Enna città universitaria… ma non a tutti i costi
di Massimo Greco
Nell’economia della conoscenza ci si aspetta che le università contribuiscano al processo di formazione continua delle risorse umane, adattando la propria offerta formativa alle esigenze dei mutamenti sociali, economici e culturali. La funzione delle università di generare direttamente capitale umano e, indirettamente, capitale sociale, rischia di diventare mission impossible in quelle realtà territoriali interne e centrali che una certa ideologia turbo-capitalistica sembra avere condannato alla progressiva desertificazione economica e sociale. E’ infatti noto che la presenza di un sistema universitario (sia esso autonomo sia esso decentrato da altre università) genera moltiplicatori virtuosi, quali l’ampliamento dell’accesso all’istruzione universitaria, in particolare a nuove categorie di studenti (non frequentanti, lavoratori dipendenti ecc…), l’agevolazione dell’accesso al mercato del lavoro, la promozione di una forza lavoro locale maggiormente qualificata e l’offerta di competenze e conoscenze scientifiche rispondenti alle esigenze delle imprese locali. Rispetto a questa prospettiva non è affatto un’utopia immaginare una mutazione in chiave universitaria del futuro della città di Enna. Peraltro, dal punto di vista dell’economia, come ha sostenuto il compianto Centorrino, “quello che rende non è l’università ma la città universitaria”. La capacità di un ateneo di attrarre risorse umane qualificate e di aumentare la qualità delle medesime già presenti nel territorio, arricchisce la comunità e pone le premesse per attivare processi di sviluppo locale.
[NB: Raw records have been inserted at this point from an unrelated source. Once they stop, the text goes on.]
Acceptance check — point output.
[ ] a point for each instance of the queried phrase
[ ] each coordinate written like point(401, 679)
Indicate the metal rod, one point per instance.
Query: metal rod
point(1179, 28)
L’università può quindi fare da ponte tra la comunità locale e l’esterno, integrando politiche nazionali e regionali a livello locale ed attraendo capitali e investimenti esterni attraverso la creazione di partnership con altre istituzioni con finalità di ricerca e commerciali, ovvero mettendo in atto processi di sviluppo e rigenerazione locale, fornendo infrastrutture di ricerca e sperimentazione importanti per le imprese locali.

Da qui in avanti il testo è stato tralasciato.